Personalpolitik

Mitarbeiterpolitik

Der Begriff Personalpolitik besteht aus zwei Komponenten: Die Personalpolitik ist daher zum einen ein integraler Bestandteil des Personalmanagements in Unternehmen. In der Personalpolitik werden HR-Fragen im Unternehmen und die personalpolitischen Ziele behandelt. Organisations- und Personalentwicklung Quo Vadis?

Lexikon: Personalpolitik

Zur Personalpolitik gehören alle Prinzipien und Beschlüsse, die sich auf die gegenseitigen Beziehungen in Bezug auf Vorgesetzte und Arbeitnehmer, zwischen den Arbeitnehmern und zwischen den Arbeitnehmern und ihrer Tätigkeit erstrecken. Effizienzsteigerung der Mitarbeitenden, z.B. durch Mitarbeiterentwicklung. Erhöhung der Einsatzbereitschaft der Mitarbeiter, z. B. durch kooperatives Management. Erhöhung der Mitarbeiterleistung, z.B. durch die Gestaltung der Arbeitsplätze.

Personalpolitisch getroffene Entscheide sind sowohl objektive als auch ressourcenbezogene Entscheide.
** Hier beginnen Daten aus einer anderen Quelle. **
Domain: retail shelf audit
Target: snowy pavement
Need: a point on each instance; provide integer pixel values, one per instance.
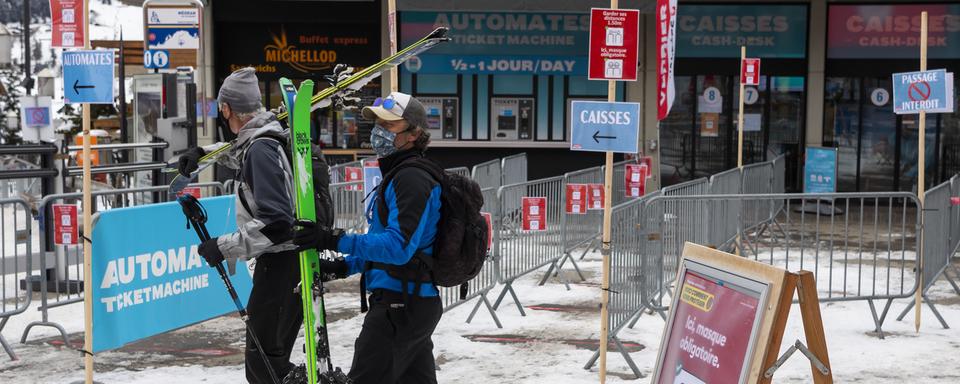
(550, 345)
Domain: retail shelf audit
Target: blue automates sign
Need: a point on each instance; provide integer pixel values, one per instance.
(500, 42)
(601, 126)
(928, 91)
(88, 76)
(820, 170)
(717, 30)
(148, 277)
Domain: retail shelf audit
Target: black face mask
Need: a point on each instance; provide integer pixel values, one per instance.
(223, 128)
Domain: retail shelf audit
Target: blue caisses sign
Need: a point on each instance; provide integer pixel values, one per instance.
(927, 91)
(88, 76)
(600, 126)
(820, 170)
(148, 277)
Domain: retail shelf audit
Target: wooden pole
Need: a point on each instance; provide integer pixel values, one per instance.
(87, 223)
(921, 167)
(392, 31)
(605, 249)
(743, 57)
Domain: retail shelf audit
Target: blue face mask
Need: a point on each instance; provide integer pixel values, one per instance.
(382, 141)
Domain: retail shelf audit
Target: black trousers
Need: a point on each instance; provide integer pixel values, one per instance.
(394, 346)
(276, 314)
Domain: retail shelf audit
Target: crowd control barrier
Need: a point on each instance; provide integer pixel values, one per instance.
(941, 234)
(16, 262)
(528, 238)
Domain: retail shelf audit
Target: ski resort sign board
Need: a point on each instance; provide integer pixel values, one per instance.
(159, 282)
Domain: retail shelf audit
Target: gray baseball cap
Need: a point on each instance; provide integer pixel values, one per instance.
(401, 107)
(241, 91)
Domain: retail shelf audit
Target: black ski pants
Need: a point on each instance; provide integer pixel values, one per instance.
(394, 346)
(276, 314)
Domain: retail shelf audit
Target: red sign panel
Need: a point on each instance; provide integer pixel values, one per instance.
(595, 196)
(710, 333)
(577, 199)
(194, 191)
(750, 71)
(534, 214)
(614, 44)
(489, 220)
(636, 179)
(65, 224)
(352, 174)
(68, 27)
(666, 27)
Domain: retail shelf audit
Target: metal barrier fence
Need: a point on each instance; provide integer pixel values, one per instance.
(61, 266)
(488, 174)
(349, 206)
(629, 244)
(462, 171)
(16, 243)
(940, 236)
(519, 252)
(861, 248)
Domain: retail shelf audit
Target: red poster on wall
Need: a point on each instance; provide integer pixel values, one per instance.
(352, 174)
(489, 220)
(710, 333)
(65, 226)
(193, 191)
(534, 213)
(67, 20)
(595, 196)
(576, 199)
(750, 71)
(636, 179)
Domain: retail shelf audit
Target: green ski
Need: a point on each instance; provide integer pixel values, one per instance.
(339, 88)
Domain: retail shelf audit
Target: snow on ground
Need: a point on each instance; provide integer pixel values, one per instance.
(543, 347)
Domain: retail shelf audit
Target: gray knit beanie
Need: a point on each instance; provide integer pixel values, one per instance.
(241, 91)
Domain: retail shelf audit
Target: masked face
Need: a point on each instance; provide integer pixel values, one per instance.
(382, 141)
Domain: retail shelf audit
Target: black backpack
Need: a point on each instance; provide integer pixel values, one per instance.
(460, 246)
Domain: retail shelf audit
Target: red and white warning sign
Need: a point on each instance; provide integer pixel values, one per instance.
(577, 199)
(636, 179)
(750, 71)
(534, 213)
(489, 220)
(352, 174)
(65, 226)
(614, 44)
(595, 196)
(67, 23)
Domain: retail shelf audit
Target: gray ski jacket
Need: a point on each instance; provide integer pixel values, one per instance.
(265, 211)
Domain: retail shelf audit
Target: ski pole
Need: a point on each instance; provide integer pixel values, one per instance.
(197, 216)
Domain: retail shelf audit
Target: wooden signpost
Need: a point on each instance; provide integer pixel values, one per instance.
(727, 321)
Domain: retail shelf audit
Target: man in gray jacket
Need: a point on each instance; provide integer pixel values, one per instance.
(264, 217)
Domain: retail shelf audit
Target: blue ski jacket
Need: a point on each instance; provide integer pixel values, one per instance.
(412, 199)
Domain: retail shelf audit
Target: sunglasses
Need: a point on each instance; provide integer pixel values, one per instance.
(387, 103)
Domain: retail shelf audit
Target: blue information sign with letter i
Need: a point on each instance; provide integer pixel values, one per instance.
(601, 126)
(820, 170)
(156, 58)
(88, 76)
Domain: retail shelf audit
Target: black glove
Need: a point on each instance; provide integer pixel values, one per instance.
(310, 235)
(190, 161)
(210, 252)
(333, 269)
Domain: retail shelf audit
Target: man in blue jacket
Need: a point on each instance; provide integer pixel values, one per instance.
(395, 343)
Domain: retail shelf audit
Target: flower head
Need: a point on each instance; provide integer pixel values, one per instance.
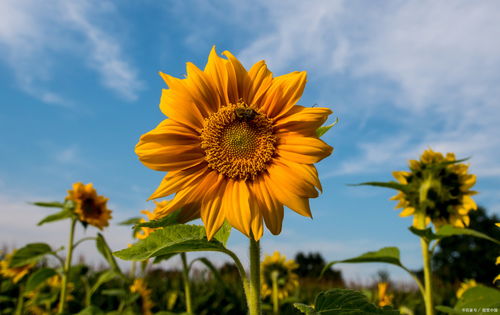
(383, 298)
(145, 231)
(139, 286)
(466, 285)
(439, 186)
(90, 207)
(277, 266)
(236, 146)
(15, 273)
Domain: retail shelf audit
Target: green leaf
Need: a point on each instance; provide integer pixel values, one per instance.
(172, 239)
(29, 254)
(391, 184)
(427, 233)
(130, 221)
(168, 220)
(53, 204)
(91, 310)
(479, 297)
(165, 257)
(324, 129)
(211, 267)
(104, 277)
(344, 301)
(106, 252)
(61, 215)
(306, 309)
(449, 230)
(39, 277)
(389, 255)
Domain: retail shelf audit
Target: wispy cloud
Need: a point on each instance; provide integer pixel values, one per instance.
(429, 67)
(33, 34)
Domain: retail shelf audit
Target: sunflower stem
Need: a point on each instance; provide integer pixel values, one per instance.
(276, 305)
(20, 301)
(67, 266)
(253, 298)
(187, 287)
(429, 305)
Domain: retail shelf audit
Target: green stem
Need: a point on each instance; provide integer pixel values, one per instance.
(133, 269)
(276, 303)
(67, 266)
(429, 305)
(187, 287)
(253, 297)
(20, 301)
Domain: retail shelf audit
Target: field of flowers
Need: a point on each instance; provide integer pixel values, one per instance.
(237, 150)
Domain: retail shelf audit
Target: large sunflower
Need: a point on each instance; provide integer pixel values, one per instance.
(90, 207)
(236, 146)
(440, 187)
(283, 269)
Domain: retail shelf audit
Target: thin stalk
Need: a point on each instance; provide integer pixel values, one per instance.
(275, 297)
(254, 304)
(429, 305)
(20, 301)
(67, 266)
(187, 287)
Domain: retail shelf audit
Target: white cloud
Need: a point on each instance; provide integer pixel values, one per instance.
(33, 34)
(430, 68)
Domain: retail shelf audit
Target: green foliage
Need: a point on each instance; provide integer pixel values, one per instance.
(324, 129)
(29, 254)
(106, 252)
(343, 301)
(168, 220)
(391, 184)
(478, 298)
(175, 239)
(452, 260)
(38, 278)
(389, 255)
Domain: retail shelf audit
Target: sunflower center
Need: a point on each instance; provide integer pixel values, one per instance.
(238, 141)
(90, 209)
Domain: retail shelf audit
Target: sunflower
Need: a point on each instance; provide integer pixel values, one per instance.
(90, 207)
(15, 273)
(236, 146)
(145, 231)
(466, 285)
(439, 186)
(288, 281)
(383, 298)
(139, 286)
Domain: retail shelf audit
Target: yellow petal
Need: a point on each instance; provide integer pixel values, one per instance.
(307, 150)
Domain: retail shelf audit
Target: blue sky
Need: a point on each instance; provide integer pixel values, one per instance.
(79, 84)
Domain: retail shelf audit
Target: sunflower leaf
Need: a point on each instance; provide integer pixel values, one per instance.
(130, 221)
(39, 277)
(449, 230)
(30, 253)
(168, 220)
(427, 233)
(106, 252)
(172, 239)
(104, 277)
(343, 301)
(391, 184)
(324, 129)
(61, 215)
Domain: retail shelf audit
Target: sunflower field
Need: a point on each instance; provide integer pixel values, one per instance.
(236, 151)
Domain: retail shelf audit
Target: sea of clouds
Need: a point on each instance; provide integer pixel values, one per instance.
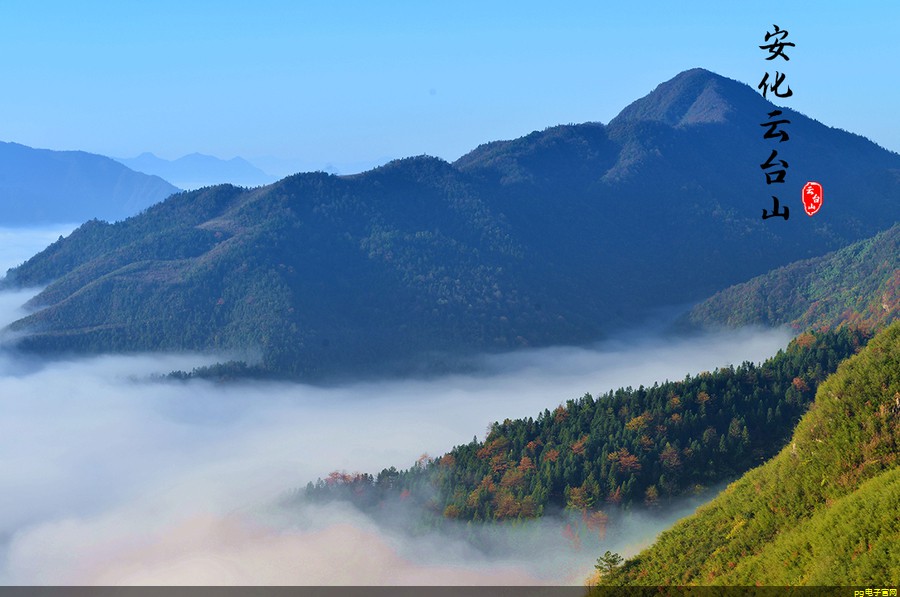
(112, 475)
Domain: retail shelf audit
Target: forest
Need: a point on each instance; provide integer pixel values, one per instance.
(628, 447)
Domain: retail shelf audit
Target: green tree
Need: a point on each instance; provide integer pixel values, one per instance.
(608, 562)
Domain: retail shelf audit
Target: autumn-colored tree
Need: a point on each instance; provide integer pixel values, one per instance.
(627, 461)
Inhaltlich gibt es: grundlegende Entscheide, die von der Unternehmensführung als personelle Richtlinien für die Personalstrategie formuliert werden, z.B. die Entscheide für das "Prinzip der Weiterentwicklung aus den eigenen Reihen". Individuelle Entscheide, mit denen die grundlegenden Entscheide von den Führungskräften in den jeweiligen Divisionen durchgeführt und durchgesetzt werden.
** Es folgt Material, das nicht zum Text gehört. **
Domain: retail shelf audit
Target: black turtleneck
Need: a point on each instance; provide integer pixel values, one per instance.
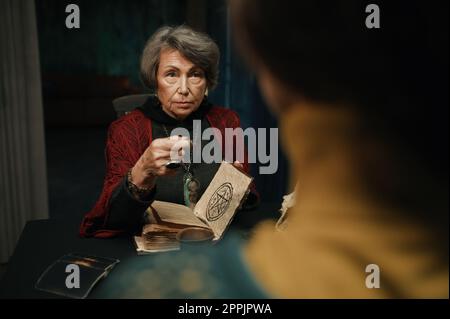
(125, 209)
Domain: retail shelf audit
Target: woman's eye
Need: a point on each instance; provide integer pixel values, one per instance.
(197, 74)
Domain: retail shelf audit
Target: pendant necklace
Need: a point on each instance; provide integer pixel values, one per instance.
(191, 185)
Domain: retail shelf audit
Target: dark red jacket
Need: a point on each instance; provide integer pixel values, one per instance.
(128, 138)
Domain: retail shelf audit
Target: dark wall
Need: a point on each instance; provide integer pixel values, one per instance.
(84, 69)
(110, 38)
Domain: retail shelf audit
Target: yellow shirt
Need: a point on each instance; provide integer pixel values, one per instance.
(336, 230)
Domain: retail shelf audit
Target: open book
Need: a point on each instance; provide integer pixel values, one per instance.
(214, 211)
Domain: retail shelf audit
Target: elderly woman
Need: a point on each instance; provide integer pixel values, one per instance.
(180, 66)
(364, 119)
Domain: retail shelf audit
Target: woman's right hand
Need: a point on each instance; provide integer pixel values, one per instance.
(152, 162)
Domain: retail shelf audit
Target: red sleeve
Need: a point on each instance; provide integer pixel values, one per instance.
(127, 139)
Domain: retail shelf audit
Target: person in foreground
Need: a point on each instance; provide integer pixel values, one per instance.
(364, 120)
(180, 65)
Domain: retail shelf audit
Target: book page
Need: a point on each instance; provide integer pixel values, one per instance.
(221, 199)
(176, 214)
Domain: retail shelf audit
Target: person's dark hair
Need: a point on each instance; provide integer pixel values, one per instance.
(396, 77)
(197, 47)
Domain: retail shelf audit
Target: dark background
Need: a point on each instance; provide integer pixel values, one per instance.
(84, 69)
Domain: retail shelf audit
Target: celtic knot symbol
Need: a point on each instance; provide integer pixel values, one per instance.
(219, 202)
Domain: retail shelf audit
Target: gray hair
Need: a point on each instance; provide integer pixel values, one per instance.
(195, 46)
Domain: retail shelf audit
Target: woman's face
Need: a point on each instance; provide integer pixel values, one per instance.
(181, 86)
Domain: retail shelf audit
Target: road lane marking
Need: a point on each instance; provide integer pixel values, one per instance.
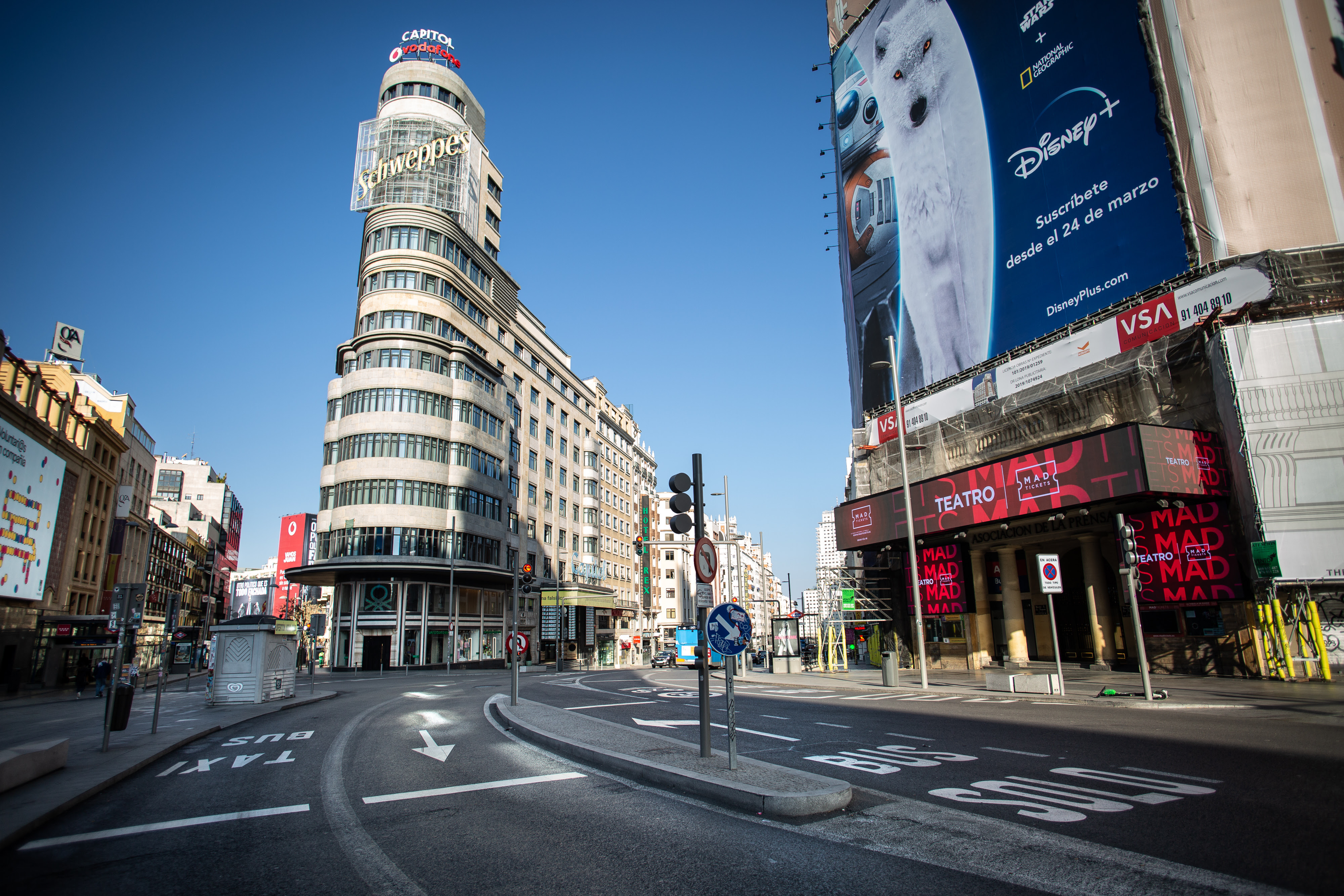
(463, 789)
(162, 825)
(603, 706)
(674, 723)
(1173, 774)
Die personalpolitischen Entscheidungen können auf verschiedene Arten getroffen werden, z.B. in einer Satzung, einer Geschäftsordnung, einem Arbeitsreglement oder einer Unternehmensordnung oder in Gestalt von geschriebenen (Arbeits-)Anweisungen, Grundsatzfeststellungen oder organisatorischen Regelungen, aber auch in oraler oder firmeneigener Ausprägung. Personalpolitik umfasst Teilrichtlinien, die sich auf personalwirtschaftliche Instrumentarien berufen können, z.B. Arbeitszeit- und Vergütungspolitik, Entsendepolitik, Einkaufspolitik, Entwicklungspolitik, Gesellschaftspolitik.

0lfert, Klaus: Dictionary of Human Resources Management.

Mitarbeiterpolitik Gabler Versicherungslexikon

Bezeichnung: Sammelbegriff für alle Spezifikationen und Entscheide in einem Betrieb, die für das menschliche Handeln von grundlegender oder strategischer Relevanz sind. Zwei: Ziele: Aus den Zielvorgaben der Geschäftspolitik werden die personalpolitischen Zielvorgaben abgeleitet. Der Personalpolitik obliegt es, geeignete personelle Grundvoraussetzungen und Randbedingungen zu Schaffung oder Sicherung, die der Erreichung der Konzernziele entsprechen.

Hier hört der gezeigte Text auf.